Dr. Oliver Gautschi, a medical oncologist from Lucern Cantonal Hospital in Switzerland, presented the results of the retrospective EURAF cohort study, which included lung cancer patients whose tumours carried specific mutations in the BRAF gene. The study was conducted by a network of European oncologists, without company involvement.
BRAF mutations are commonly seen in melanoma patients, and are found in about 2% of lung adenocarcinomas, Gautschi explains. Several inhibitors of the B-Raf protein, including vemurafenib and dabrafenib, have been developed for use in melanoma patients, however there is currently no approved drug for BRAF-mutant lung cancer.

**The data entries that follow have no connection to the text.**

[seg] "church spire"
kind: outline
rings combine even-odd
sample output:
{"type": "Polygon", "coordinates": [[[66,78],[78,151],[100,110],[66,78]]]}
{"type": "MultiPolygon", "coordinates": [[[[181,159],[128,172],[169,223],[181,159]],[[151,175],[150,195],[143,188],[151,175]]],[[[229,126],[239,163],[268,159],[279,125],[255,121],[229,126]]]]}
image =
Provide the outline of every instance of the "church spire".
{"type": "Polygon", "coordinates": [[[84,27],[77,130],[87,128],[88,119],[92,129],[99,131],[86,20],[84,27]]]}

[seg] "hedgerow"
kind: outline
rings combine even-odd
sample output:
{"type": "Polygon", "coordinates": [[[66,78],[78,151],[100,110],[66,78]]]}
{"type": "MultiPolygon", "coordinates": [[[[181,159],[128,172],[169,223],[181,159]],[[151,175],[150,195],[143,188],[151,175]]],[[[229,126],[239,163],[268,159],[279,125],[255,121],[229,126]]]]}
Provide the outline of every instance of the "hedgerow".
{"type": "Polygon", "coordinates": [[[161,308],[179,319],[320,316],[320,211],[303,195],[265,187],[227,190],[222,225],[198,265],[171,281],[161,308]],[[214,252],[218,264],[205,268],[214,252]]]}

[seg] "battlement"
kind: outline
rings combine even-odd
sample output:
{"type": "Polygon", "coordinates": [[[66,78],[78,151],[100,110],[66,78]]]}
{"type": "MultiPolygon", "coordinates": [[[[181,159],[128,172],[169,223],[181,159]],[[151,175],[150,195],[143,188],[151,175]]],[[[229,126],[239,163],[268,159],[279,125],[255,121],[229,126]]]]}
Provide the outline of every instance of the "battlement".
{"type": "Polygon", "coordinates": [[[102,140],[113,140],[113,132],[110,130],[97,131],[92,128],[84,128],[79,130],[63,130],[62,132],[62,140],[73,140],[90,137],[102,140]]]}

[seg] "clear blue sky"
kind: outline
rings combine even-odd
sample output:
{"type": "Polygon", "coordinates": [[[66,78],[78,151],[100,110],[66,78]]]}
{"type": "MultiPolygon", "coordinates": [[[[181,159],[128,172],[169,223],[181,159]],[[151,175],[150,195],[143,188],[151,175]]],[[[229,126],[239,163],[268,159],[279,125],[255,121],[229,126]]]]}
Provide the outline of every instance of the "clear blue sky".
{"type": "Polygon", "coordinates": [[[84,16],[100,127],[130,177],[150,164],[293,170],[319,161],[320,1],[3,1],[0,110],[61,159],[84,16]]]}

As a result, experience with B-Raf inhibitors in lung cancer remains limited. “In the current study, we wanted to find out how many patients in Europe received B-Raf inhibitors outside of a clinical trial, and what their outcomes were,” Gautschi says.
The EURAF study gathered information on 35 lung cancer patients who had been identified as carrying BRAF mutations, who were treated with B-Raf inhibitors between 2012 and 2014.
Most of those patients received vemurafenib, some dabrafenib, and one sorafenib. Overall response rate was 53% as measured by the widely used Response Evaluation Criteria In Solid Tumors (RECIST) guidelines. Overall, progression-free survival time in this group was 5 months.
Most patients were pretreated, and not eligible for enrolment in a clinical trial, which means these results are encouraging, the researchers say, although the study’s small size and retrospective nature mean the analysis of the magnitude of benefit should be treated cautiously.
“The bottom line is that clinicians should be sure to test patients for so-called ‘rare’ driver mutations in lung cancer, because individual patients may derive substantial benefit from targeted therapy,” says Gautschi.
Commenting on the findings, Dr David Planchard, pulmonary oncologist at Gustave Roussy in Villejuif, France, said that the results of the trial confirm the benefit of B-Raf inhibitors in BRAF-mutant non-small cell lung cancer. The current trial also confirmed the good tolerance of the drugs with no new side-effects, he said. Planchard and colleagues have presented a separate phase II study in this area with dabrafenib.
“This trial is important because due to the low frequency of this mutation in non-small cell lung cancer we will have few trials on this population,” Planchard commented. “The more data we have, the better we understand how important it is to test for the mutation, especially in adenocarcinomas, and to expose mutation-positive patients to a specific B-Raf inhibitor.”
The results also add to growing support for the approval of B-Raf inhibitors for use in lung cancer, Planchard added. This is important because the rarity of this mutation means that performing the kind of randomized phase III trials usually required for licensing approval will be extremely difficult, he noted.
Looking ahead, it will also be important to see results of combination therapy with inhibitors of B-Raf and a related protein, Mek, in non-small cell lung cancer carrying BRAF-V600E mutations, the researchers note, as this combination has shown a higher clinical benefit in BRAF-mutant melanoma.